Rusia calentó el ambiente por otros medios. El derribo de Bakiyev ha venido precedido por una campaña de los medios estatales rusos, ya casi la totalidad, aireando las vergüenzas del corrupto dictador y su clan. Llegó a correr el rumor de que podría expulsar a los casi millón de kirguizes que trabajan en Rusia, cuyas remesas constituyen unos dos tercios de los ingresos del país y la mitad de los del Estado.

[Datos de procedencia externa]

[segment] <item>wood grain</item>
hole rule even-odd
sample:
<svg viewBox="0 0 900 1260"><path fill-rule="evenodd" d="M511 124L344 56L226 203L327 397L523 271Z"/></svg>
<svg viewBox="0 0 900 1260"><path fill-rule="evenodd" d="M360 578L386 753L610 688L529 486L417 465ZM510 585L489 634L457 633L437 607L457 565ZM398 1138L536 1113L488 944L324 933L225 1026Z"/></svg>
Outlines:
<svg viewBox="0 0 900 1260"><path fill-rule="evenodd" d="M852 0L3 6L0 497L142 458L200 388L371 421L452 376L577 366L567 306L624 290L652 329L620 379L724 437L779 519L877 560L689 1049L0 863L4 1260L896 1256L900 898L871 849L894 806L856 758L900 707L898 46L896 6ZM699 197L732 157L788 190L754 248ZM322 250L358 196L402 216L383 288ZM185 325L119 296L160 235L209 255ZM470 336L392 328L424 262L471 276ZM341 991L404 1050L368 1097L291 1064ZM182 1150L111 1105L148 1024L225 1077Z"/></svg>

Rusia no ha dejado de marcar puntos en su política de destripar las democracias y recrear una sólida esfera de influencia en el espacio de la antigua Unión Soviética y muchos europeos orientales temen que si lo consigue extenderá sus ambiciones hacia el Oeste. Ha desmembrado Georgia y conseguido un Gobierno afín en Ucrania. En Kirguizistán la manzana de la discordia es la gran base aérea de Manas, construida por los soviéticos y arrendada por Estados Unidos en su dispositivo logístico para aprovisionar a las tropas aliadas en Afganistán. Putin, en plena crisis, había prometido 2.000 millones de dólares a Bishkek y en el paquete iba el cierre de la base para los americanos. Estos triplicaron su oferta y el insaciable Bakiyev quiso recoger con las dos manos, lo que le ha costado el puesto y probablemente mucho más. Toda una advertencia a sus homólogos y un desafío de primera magnitud a Estados Unidos. No han contado ni la retirada del escudo antimisiles en Europa oriental ni el favorable acuerdo START. Más allá de problemas en Afganistán, lo que está en juego es la presencia americana en toda el área que se extiende entre Rusia y China.